在东北,冬天来得早也走得晚。零下三十度的清晨,铁西区老工业区的街道上,李建国照例蹬着那辆破旧的三轮车,载着满满一车冻梨、冻柿子,还有一壶滚烫的姜糖水。这是他干了大半辈子的小买卖,也是他和妻子王秀兰之间最日常的“小确幸”。

“你慢点骑,别摔着。”王秀兰站在楼道口,裹着军大衣,手里还攥着两个热乎乎的茶叶蛋。李建国回头摆摆手:“知道了,你赶紧进屋,别冻着。”车轱辘碾过积雪,发出咯吱咯吱的声响,就像他们相伴四十年的生活,平淡却有着安心的节奏。

这对老两口的故事,其实没有太多轰轰烈烈。1984年,李建国是厂里的钳工,王秀兰是食堂的帮厨。两人相识于一次厂里组织的文艺汇演,李建国唱了一首《我的太阳》,王秀兰在台下听得入了神。
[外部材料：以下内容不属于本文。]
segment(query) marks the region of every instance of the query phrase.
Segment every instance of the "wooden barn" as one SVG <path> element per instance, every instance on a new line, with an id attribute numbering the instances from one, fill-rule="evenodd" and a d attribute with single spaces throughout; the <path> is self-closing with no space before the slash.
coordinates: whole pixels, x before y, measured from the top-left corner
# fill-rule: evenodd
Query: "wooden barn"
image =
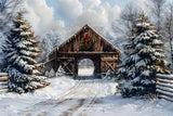
<path id="1" fill-rule="evenodd" d="M 116 72 L 120 63 L 120 51 L 98 35 L 89 25 L 64 41 L 49 54 L 49 62 L 44 64 L 46 70 L 57 70 L 59 65 L 67 74 L 78 75 L 78 64 L 83 59 L 90 59 L 94 64 L 94 75 L 101 76 L 107 70 Z"/>

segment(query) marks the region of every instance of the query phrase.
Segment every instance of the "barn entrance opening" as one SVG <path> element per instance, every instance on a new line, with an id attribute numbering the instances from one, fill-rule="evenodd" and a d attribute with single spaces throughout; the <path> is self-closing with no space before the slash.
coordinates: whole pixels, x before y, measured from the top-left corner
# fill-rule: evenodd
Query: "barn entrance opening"
<path id="1" fill-rule="evenodd" d="M 94 63 L 90 59 L 83 59 L 78 63 L 78 76 L 93 76 Z"/>

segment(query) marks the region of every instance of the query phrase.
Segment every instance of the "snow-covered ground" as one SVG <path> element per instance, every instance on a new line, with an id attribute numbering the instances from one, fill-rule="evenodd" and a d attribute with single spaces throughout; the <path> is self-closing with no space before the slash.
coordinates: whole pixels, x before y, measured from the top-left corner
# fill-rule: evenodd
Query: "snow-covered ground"
<path id="1" fill-rule="evenodd" d="M 0 94 L 0 116 L 172 116 L 173 103 L 114 95 L 112 80 L 51 78 L 34 93 Z"/>

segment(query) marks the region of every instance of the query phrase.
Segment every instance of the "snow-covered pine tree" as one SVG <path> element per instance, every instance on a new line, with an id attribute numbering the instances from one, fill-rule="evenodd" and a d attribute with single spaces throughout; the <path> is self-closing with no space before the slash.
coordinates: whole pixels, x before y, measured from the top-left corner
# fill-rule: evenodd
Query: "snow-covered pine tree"
<path id="1" fill-rule="evenodd" d="M 35 66 L 35 59 L 41 55 L 42 50 L 38 48 L 39 41 L 30 30 L 31 26 L 24 20 L 23 12 L 18 13 L 13 24 L 3 47 L 8 62 L 9 90 L 24 93 L 48 86 L 46 78 L 38 76 L 39 70 Z"/>
<path id="2" fill-rule="evenodd" d="M 170 74 L 165 68 L 169 63 L 163 60 L 163 42 L 145 14 L 136 21 L 136 36 L 131 39 L 131 53 L 118 69 L 118 89 L 123 96 L 155 93 L 155 75 Z"/>

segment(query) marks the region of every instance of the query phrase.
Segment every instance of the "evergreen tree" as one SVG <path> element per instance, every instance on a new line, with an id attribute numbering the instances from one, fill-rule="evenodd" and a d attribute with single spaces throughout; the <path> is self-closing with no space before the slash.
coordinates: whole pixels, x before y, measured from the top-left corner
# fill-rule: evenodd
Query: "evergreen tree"
<path id="1" fill-rule="evenodd" d="M 170 74 L 163 60 L 163 42 L 145 14 L 136 21 L 136 36 L 129 46 L 130 54 L 118 70 L 118 89 L 123 96 L 155 93 L 156 74 Z"/>
<path id="2" fill-rule="evenodd" d="M 19 12 L 13 21 L 14 27 L 8 37 L 3 51 L 6 54 L 9 73 L 9 90 L 24 93 L 49 85 L 45 77 L 38 76 L 35 59 L 41 55 L 42 50 L 38 48 L 39 41 L 30 30 L 30 25 L 24 20 Z"/>

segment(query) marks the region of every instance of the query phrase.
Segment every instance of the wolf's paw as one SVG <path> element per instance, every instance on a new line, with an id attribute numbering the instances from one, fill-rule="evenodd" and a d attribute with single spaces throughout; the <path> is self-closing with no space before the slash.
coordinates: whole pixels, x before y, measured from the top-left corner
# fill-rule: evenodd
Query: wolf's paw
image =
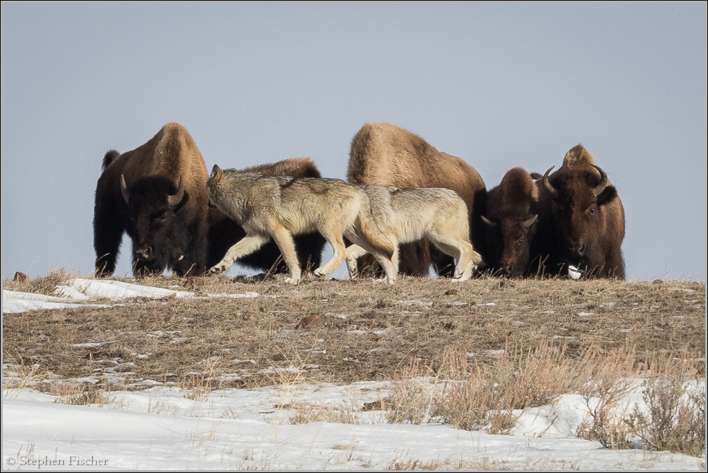
<path id="1" fill-rule="evenodd" d="M 210 274 L 221 274 L 227 270 L 225 264 L 217 264 L 209 269 Z"/>
<path id="2" fill-rule="evenodd" d="M 288 284 L 293 284 L 295 286 L 297 286 L 300 282 L 300 279 L 299 278 L 293 278 L 293 277 L 290 277 L 290 276 L 288 276 L 287 278 L 285 278 L 285 282 L 288 283 Z"/>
后来,她主动托人去说媒,李建国当时还懵着:“她怎么会看上我这个闷葫芦?”可王秀兰认定了,说他“人实在,靠谱”。就这么着,两铺盖卷往一块儿一搬,结婚证领了,连个像样的婚礼都没办。

三十多年过去,工厂倒闭了,李建国下了岗,王秀兰也提前退休。最难的时候,他蹬过三轮拉过脚,她去饭店洗过碗。可日子再苦,两人从没红过脸。王秀兰总说:“过日子嘛,有啥过不去的?不还有咱俩呢嘛。”

去年冬天的一个傍晚,李建国收摊回来,发现她正坐在沙发上,眼睛红红的。他吓了一跳:“咋了?”王秀兰指了指手机:“我刚才看别人发的视频,一个老头给老伴儿买了一束玫瑰花,你说你,这辈子给我买过啥?”李建国愣了一下,没说话。第二天下午,他破天荒地提前收摊,骑着三轮去了花店,挑了一束最便宜的满天星,又到菜市场买了两斤排骨。回家后,他把花藏在身后,跟她说:“晚饭我炖排骨,这个……给你。”王秀兰接过那束干巴巴的满天星,眼泪一下子就下来了,嘴上却骂:“你是不是傻?花那钱干啥!”可那束花,她插在一个空罐头瓶里,摆在窗台上,到现在都没舍得扔。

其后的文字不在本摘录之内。